Jan Timmermann
· 20.04.2026
Der Sattel ist eine der wichtigsten Kontaktstellen zwischen Fahrer und Bike – und gleichzeitig eine der häufigsten Ursachen für Beschwerden. Druckstellen, Taubheitsgefühle oder Schmerzen entstehen oft nicht durch „den falschen Sattel“, sondern durch die falsche Breite. Wer hier die richtige Wahl trifft, verbessert Komfort, Effizienz und Fahrspaß spürbar – egal ob auf dem Mountainbike oder E-MTB. Die richtige Sattelbreite ist dabei kein Zufall, sondern das Ergebnis aus Messung, Sitzposition und Fahrstil. Wer sich die Zeit nimmt, seinen Sitzknochenabstand zu bestimmen oder ein Bikefitting durchzuführen, wird mit deutlich mehr Komfort und weniger Beschwerden belohnt.
Beim Sitzen auf dem Fahrrad sollten die sogenannten Sitzknochen den Großteil des Gewichts tragen. Nur so werden empfindliche Weichteile entlastet. Ist der Sattel zu schmal, sinken die Sitzknochen seitlich ab – der Druck wandert in Bereiche, die dafür nicht gemacht sind. Ist er zu breit, kann es zu Reibung und Scheuerstellen kommen. Die richtige Breite sorgt also dafür, dass der Druck optimal verteilt wird, die Kraft effizient ins Pedal gelangt und auch lange Touren beschwerdefrei möglich sind. Der wichtigste Wert für die Wahl der Sattelbreite ist dein individueller Sitzknochenabstand. Diesen kannst du auf verschiedene Arten bestimmen:
Die optimale Sattelbreite hängt stark davon ab, wie du auf dem Bike sitzt – und das wiederum wird von deiner Fahrweise bestimmt. Deshalb addiert man zur ermittelten Distanz je nach Sitzposition einige Millimeter, um die passende Sattelbreite zu bestimmen. Eine aufrechte, komfortorientierte Sitzposition ist typisch für gemütliche Touren oder viele E-MTB-Fahrer. Dabei steht das Becken relativ gerade und die Sitzknochen tragen viel Gewicht. Das kann einen etwas breiteren Sattel sinnvoll machen. In einer sportlichen Trail-Position sitzen Biker leicht nach vorne geneigt, aktiv auf dem Bike. Das Becken kippt nach vorn und der Druck verteilt sich etwas anders. Das kann eine mittlere Sattelbreite ideal machen. Sehr sportliche Biker und Cross-Country-Racer präferieren zwecks Vortrieb meist eine stark gestreckte Position mit viel Druck auf Pedalen. Dabei lastet weniger Gewicht auf dem Sattel und mehr Bewegungsfreiheit wird nötig. In diesem Fall kann ein eher schmaler Sattel sinnvoll sein.

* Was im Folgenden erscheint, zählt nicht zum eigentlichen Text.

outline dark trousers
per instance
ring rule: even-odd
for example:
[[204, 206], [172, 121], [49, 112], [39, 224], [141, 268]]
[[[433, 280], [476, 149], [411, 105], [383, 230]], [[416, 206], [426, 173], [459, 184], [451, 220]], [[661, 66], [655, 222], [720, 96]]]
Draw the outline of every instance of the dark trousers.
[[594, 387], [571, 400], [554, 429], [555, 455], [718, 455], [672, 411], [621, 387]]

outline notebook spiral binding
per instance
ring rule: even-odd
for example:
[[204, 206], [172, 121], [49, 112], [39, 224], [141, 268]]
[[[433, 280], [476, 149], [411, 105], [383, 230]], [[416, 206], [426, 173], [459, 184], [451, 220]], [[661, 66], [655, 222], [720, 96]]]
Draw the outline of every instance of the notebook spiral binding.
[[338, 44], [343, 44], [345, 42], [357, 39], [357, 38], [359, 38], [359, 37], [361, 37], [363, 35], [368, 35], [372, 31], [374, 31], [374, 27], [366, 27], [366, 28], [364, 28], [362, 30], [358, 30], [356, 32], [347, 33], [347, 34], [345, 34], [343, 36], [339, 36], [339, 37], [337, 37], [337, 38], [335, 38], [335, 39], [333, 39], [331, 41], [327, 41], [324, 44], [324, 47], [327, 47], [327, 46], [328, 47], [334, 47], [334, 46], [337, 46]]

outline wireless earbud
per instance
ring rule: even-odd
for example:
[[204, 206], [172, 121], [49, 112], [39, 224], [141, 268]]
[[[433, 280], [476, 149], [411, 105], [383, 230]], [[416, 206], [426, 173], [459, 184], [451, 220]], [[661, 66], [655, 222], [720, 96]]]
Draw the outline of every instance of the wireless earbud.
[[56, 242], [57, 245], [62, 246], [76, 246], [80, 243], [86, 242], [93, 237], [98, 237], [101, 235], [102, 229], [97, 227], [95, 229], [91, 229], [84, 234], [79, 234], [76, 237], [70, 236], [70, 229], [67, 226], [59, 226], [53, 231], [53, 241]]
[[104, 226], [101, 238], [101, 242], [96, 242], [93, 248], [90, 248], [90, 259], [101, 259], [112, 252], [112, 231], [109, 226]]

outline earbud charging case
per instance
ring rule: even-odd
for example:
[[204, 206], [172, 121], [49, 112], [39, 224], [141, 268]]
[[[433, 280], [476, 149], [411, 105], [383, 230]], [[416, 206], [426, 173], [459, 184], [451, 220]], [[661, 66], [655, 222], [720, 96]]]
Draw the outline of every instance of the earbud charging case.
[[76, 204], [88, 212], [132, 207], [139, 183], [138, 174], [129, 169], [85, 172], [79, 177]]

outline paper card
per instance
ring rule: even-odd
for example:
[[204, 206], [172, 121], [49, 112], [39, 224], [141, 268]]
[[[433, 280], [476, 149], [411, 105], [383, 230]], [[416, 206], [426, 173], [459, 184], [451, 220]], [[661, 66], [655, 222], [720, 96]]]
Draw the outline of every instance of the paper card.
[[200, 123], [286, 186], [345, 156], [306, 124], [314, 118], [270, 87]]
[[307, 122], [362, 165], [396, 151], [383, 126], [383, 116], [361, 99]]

Ein professionelles Bikefitting geht noch einen Schritt weiter. Hier wird nicht nur der Sitzknochenabstand gemessen, sondern die gesamte Sitzposition analysiert: Von Beckenrotation über Oberkörperneigung und Trittbewegung bis zur Druckverteilung. Das Ergebnis ist eine individuell abgestimmte Empfehlung für Sattelbreite, -form und -position. Gerade bei häufigen Beschwerden oder langen Touren lohnt sich diese Investition.
E-MTBs werden im großen Vergleich oft länger und entspannter gefahren. Gleichzeitig sitzt man durch den Motor-Support in häufigeren Situationen im Sattel, auch bergauf. Das kann insgesamt mehr Sitzzeit bedeuten und auch höhere Komfortanforderungen mit sich bringen. Daher greifen viele E-MTB-Fahrer zu etwas breiteren und besser gepolsterten Sätteln. Dennoch gilt auch hier: Die Breite muss zum Sitzknochenabstand passen – nicht zum Bauchgefühl.

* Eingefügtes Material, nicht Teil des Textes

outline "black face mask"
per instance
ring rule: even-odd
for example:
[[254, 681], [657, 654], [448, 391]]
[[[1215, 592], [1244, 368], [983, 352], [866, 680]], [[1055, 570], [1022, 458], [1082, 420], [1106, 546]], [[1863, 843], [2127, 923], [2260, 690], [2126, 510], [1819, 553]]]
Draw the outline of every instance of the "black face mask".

Neben der Breite spielen auch andere Faktoren eine Rolle:
Ein zu weicher Sattel kann kontraproduktiv sein, da die Sitzknochen tiefer einsinken und der Druck wieder auf empfindliche Bereiche wandert. Gerade Biker, die lange Strecken mit einem sportlichen Anspruch in Angriff nehmen, greifen deshalb besser zu einem etwas härteren Sattel. Form und Aussparungen müssen zur individuellen Anatomie passen.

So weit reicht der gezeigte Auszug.